Using the online tool Let's Debug yields these results https://letsdebug.net/7y4sbu5yhxrbxqpi.myfritz.net/1685307?debug=y

AAAANotWorking
ERROR
7y4sbu5yhxrbxqpi.myfritz.net has an AAAA (IPv6) record (2a02:3100:9200:af09:e228:6dff:fe08:34ed) but a test request to this address over port 80 did not succeed. Your web server must have at least one working IPv4 or IPv6 address. You should either ensure that validation requests to this domain succeed over IPv6, or remove its AAAA record.
Get "http://7y4sbu5yhxrbxqpi.myfritz.net/.well-known/acme-challenge/letsdebug-test": dial tcp [2a02:3100:9200:af09:e228:6dff:fe08:34ed]:80: connect: permission denied

Trace:
@0ms: Making a request to http://7y4sbu5yhxrbxqpi.myfritz.net/.well-known/acme-challenge/letsdebug-test (using initial IP 2a02:3100:9200:af09:e228:6dff:fe08:34ed)
@0ms: Dialing 2a02:3100:9200:af09:e228:6dff:fe08:34ed
@108ms: Experienced error: dial tcp [2a02:3100:9200:af09:e228:6dff:fe08:34ed]:80: connect: permission denied

Sounds like you need to test on the test/staging environment.

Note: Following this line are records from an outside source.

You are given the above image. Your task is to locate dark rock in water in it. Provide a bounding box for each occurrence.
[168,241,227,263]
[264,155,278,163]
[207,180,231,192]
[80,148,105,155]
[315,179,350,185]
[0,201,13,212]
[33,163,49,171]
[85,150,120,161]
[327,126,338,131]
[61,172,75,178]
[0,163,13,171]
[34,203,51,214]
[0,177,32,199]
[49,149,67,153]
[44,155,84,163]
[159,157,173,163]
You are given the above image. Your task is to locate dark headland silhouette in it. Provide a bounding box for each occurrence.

Thanks for fast reply! Have enabled IPv6 too - but didn't fix it. Found now that most likely the Fritzbox is doing something wrong. Forwarding port 80 to my raspberrypi seems to be fishy and instead http://7y4sbu5yhxrbxqpi.myfritz.net brings up the Fritzbox login dialog. I'm trying to clarify this with AVM.

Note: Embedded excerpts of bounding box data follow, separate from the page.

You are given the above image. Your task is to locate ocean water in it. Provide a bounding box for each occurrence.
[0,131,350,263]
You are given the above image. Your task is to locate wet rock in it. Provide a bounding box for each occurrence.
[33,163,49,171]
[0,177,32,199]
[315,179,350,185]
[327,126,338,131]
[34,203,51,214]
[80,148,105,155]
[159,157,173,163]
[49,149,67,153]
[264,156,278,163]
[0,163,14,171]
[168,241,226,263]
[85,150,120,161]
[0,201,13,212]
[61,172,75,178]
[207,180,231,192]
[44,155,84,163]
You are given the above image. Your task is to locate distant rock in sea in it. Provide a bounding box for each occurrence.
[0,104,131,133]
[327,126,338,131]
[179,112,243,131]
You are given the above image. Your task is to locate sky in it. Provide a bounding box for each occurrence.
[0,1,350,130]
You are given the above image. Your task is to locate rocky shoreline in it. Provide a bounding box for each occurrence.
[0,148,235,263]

I don't know anything about Fritzbox but vaguely remember it needs special care You might find something helpful on past threads for it

https://community.letsencrypt.org/search?expanded=true&q=fritzbox

You are right - there are a lot of similar issues. e.g. Certificate renewal on Ubuntu 16.4 failed. In there it's said "You'll also need to make sure that your Apache server that Certbot is creating a certificate for is accessible on port 80. At the moment your Fritzbox control panel appears to be on that port instead". Same for my setup for which I'm in touch with AVM. Thanks!